I also detail below more specific or detailed points.
1. Line 59 you limit the study to flat, sheltered terrain at treeline elevation. This seems an interesting selection here, but therefore the results are compared to human assessed forecast (e.g. Fig 7a). This human assessed forecast should take into account all elevations. Thus, is this really comparable ? In the discussion, you underline the high impact on elevation on the results of clustering (Bouchayer, 2017, line 295 and following).2. Line 60, you state that the method used to obtain simulated profiles is of little relevance. I do not agree. I understand the idea to put it in appendix not to break the flow of the paper (which is quite easy to read). However, choices in the simulated profiles can highly impact the results. Maybe this sentence could be modified. In particular, I noted line 355 that you selected meteorological data from 2 models. I wonder if this could impact the results as the climatology of meteorological data may be different between models, especially as the resolution are very different (so the representation of mountainous area is significantly different). I would be at least interested to have a map with the selected points for each model to ensure that there is no obvious correlation between clustering results and the choice of meteorological model.
3. Line 100-103: Could you explain why you state that "this method closely aligns with forecasters' criteria..." ?
4. Line 109-110 "that are more likely to align... than would result from basic Euclidian distances": a distance between two areas may be defined differently than the distance between centroid, especially it could be defined as the minimum distance between two points, each on in each area. This latter Euclidian distance would be relevant. Maybe this part of sentence is not relevant here, you made a choice that seem simple but relevant for your goal.
5. Equation 2: Notation $u^r_iv$ may not be clear. I supposed this is $u_iv$ at power r. If so maybe, the power could be put more clearly with a parenthesis, for instance.
6. Line 130: What is the value of threshold tolerance? Do you use a usually used value or how do you select this value?

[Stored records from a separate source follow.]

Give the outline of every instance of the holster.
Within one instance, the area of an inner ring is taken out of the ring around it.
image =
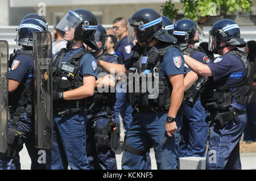
[[[244,111],[237,111],[234,107],[230,107],[229,110],[225,112],[216,112],[215,113],[210,112],[210,115],[207,117],[205,120],[216,123],[220,128],[223,129],[224,124],[228,121],[233,120],[236,124],[238,124],[240,121],[238,116],[244,113]]]

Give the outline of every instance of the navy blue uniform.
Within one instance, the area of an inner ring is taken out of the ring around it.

7. Line 143: How do you select these ranges.? Especially the range for r is surprising as you said later that the default fussiness parameter is 2 (line 261).
8. Line 159: you here use distance between centroid whereas you stated line 109-110 that it was not relevant
9. Line 163: could you provide a reference and/or explain the goal of this metric. I am not sure I understand.

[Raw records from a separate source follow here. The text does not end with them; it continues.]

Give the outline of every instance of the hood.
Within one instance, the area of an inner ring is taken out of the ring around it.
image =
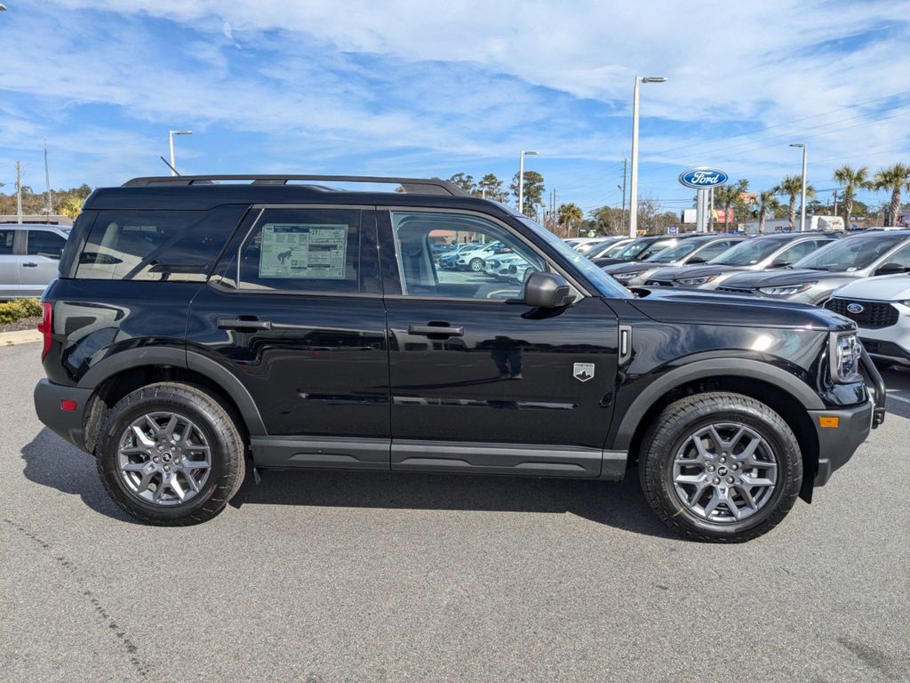
[[[649,280],[679,280],[680,278],[707,278],[711,275],[720,275],[738,269],[733,266],[713,266],[699,263],[695,266],[682,266],[679,268],[662,268],[652,274]]]
[[[799,270],[748,270],[737,273],[727,279],[724,287],[757,290],[759,287],[785,287],[786,285],[803,284],[804,282],[826,280],[853,280],[855,276],[845,272],[829,272],[827,270],[813,270],[803,268]]]
[[[608,275],[613,275],[618,272],[635,272],[637,270],[643,272],[653,268],[658,268],[661,265],[665,266],[666,264],[649,263],[646,260],[623,261],[622,263],[613,263],[612,265],[604,266],[603,271]]]
[[[634,288],[632,305],[658,322],[803,330],[852,330],[852,321],[827,309],[702,290]]]
[[[910,300],[910,275],[881,275],[863,278],[834,290],[838,299],[862,299],[867,301],[901,301]]]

10. Same as 9 for line 167-171. "high-quality" clustering is not sufficient for me to understand the specificity of the score.
11. Line 179: "An elbow in the within between ratio... between 1.2 and 1.35": The within between ratio decrease after 1.35 and lower is better for this ratio, so I would not have chosen values between 1.2 and 1.35 with this ratio.
12. Line 196: Determination of k value. Why do you select different k values based on different scores and then average the different k values? With such method, you do not have any constraint on the values of the metrics (especially as these metrics are not always monotonous) while using the lower k value that are above/below thresholds for different scores for instance would give stronger results.
13. Line 210-213: "XX days" (used 3 times) is not fully clear. Is this "XX times over 107 days" ? Then, use "times" rather than "days" to be coherent with first use.
14. The average adjusted range index is not defined. Is this the average of adjusted range index for all couples of successive days.
15. Line 213: I suggest "0.69 suggesting *more* frequent and complex changes" unless you have a justified threshold on average adjusted rand index to separate between complex and simple clustering.
16. Figure 6: You here have both the influence of k and beta on the adjusted rand index (ARI). If the number of cluster is higher in the automatic clustering compared to reference human clustering but lower adjusted rand index even though the clustering is perfect because some human areas are partitioned into several clusters that varies against days while the union of clusters do not vary and match the human clusters. Why not doing as for other parameters and separate the effect of k and beta by fixing k to have a relevant comparison of ARI values?
17. Figure 7 and 8 top: please report the limits of public forecast on clustering maps to ease the reading of the graph.
18. Figure 7 and 8 top: You do not discuss the differences between human clustering and automatic clustering. For some misclassified regions, the fuzzy clustering show the uncertainty (e.g. 54% in the south of northern region) however, in some cases, there is no uncertainty shown (e/g/ >90% for south of eastern cluster and some in the south of the center region). Taking human clustering as the reference may be one limit here that could be discussed or maybe it is a limit of the method. Such result make me want to know more! However, I understand that such details may not be the core of such paper and should not take too much space.
19. Line 288-289: "Furthermore, expanding this distance...": I do not understand this sentence and what you have in mind. Maybe could you develop?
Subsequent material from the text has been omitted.